The ’risen Christ’ is embodied, the disciple’s experience of Him is that He comes to them from outside their own hearts, minds and imaginations. They couldn’t have made this up in a month of Sundays! They, like you and I knew full well that dead men don’t rise…and yet, here He is.

Or at least, ‘there He was’, back there in the Upper Room. Thomas, like Nina in the novel, wasn’t prepared to believe other’s accounts. He needed proof, his own proof – and Jesus granted it, recreating the circumstances that had been in place on the first day of the week 7 days previous.  But that leaves us with a problem because we quite naturally might ask why Thomas gets ‘proof’ of this kind when we don’t? The gospel’s first ending here in chapter 20 offers a blessing to those who believe and ‘have not seen’, verses 30 and 31 round everything off by telling us that we have John’s word for things and this should be enough.

How do we understand this, how do we get round this? Whether it is with the appearance to Thomas or the other appearances recorded in the New Testament the one thing we know for sure about them is that they came to an end. These ‘at least physical’ appearances came to a close. Where does that leave us?

How about this for a suggestion? The presence of Christ, the risen Christ is an ‘embodied’ presence: that’s what our readings have taught us. When we Christians speak of the ‘risen Jesus’ we are speaking of His presence as connecting back to the Jesus we know through the gospels, to His forgiveness and grace, His mercy and radical hospitality or welcome to those on the margins of life. These things are of God as we know God in Jesus but they can only be realised or expressed by actions, things that are done, ways of being: they aren’t disembodied ‘ideas’ they are seen and heard and touched. Forgiveness must be offered. ‘Mercy’ granted, felt and received. Hospitality and welcome made real.

Yes, the resurrection of Jesus gives us that ‘first cause’ that kick starts the Christian community into existence, that punctures their unbelief, shows the first disciples a new way, opens the doors of the Kingdom (if that phrase helps us to understand things). But we no longer need that ‘first cause’ to be present in the same way. As the community of Jesus’ followers ‘receive the Holy Spirit’ (his life, his way of forgiving and releasing and being, His way of bringing people into relationship with God)…as Jesus’ followers embody His life in each and every age (as they live it) the Risen Lord Jesus is present to others, a new way of being human becomes possible that is no longer bound by death and corruption (to quote the psalm) but set free for Life in God’s presence.

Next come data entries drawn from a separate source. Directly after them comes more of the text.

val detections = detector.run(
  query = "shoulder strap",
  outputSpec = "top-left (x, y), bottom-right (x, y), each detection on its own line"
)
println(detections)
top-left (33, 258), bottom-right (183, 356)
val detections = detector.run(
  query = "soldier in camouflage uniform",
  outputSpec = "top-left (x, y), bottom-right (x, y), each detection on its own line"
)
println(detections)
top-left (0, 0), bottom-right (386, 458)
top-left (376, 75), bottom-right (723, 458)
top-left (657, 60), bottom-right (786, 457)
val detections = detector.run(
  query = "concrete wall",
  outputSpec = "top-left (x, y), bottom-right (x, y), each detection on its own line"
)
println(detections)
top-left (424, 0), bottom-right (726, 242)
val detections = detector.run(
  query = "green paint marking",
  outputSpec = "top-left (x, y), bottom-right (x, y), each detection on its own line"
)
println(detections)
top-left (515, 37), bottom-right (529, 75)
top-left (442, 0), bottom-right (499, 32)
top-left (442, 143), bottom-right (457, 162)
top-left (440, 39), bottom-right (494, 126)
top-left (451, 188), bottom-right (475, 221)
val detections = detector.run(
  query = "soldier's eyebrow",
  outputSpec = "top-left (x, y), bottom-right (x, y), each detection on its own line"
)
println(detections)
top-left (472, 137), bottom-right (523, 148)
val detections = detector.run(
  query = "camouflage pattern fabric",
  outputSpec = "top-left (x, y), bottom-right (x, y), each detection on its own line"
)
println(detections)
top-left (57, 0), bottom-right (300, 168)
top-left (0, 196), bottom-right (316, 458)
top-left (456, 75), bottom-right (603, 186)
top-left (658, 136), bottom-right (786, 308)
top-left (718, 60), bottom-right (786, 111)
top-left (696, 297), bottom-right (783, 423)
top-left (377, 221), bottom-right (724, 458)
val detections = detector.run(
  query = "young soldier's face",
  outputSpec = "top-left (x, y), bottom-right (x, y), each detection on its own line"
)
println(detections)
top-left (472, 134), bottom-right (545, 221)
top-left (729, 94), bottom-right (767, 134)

I hope this wander through our readings has been some help towards you coming to an understanding (for yourself) of what ‘resurrection might mean and be (both Jesus’ resurrection and ours too). But where does it leave us? I think it leaves us with the importance of Jesus’ words to the disciples in the upper room ‘Receive the Holy Spirit’. …or to be more precise (because there is no ‘the’ in the Greek of this sentence) ‘Receive Holy Spirit’. This is not so much an invitation to receive the third person of the Trinity as an invitation to receive God’s life and energy, the same life and energy that filled and empowered (or a better word, ‘enabled’) Jesus into our lives. ‘Be open’ to that gift seems to be the message. Be prepared to make room for its presence. Receive my Spirit into your life and let it direct your ways for then you will live as I have lived – ‘as the Father sent me, so I send you’ and my presence will be known in and through you.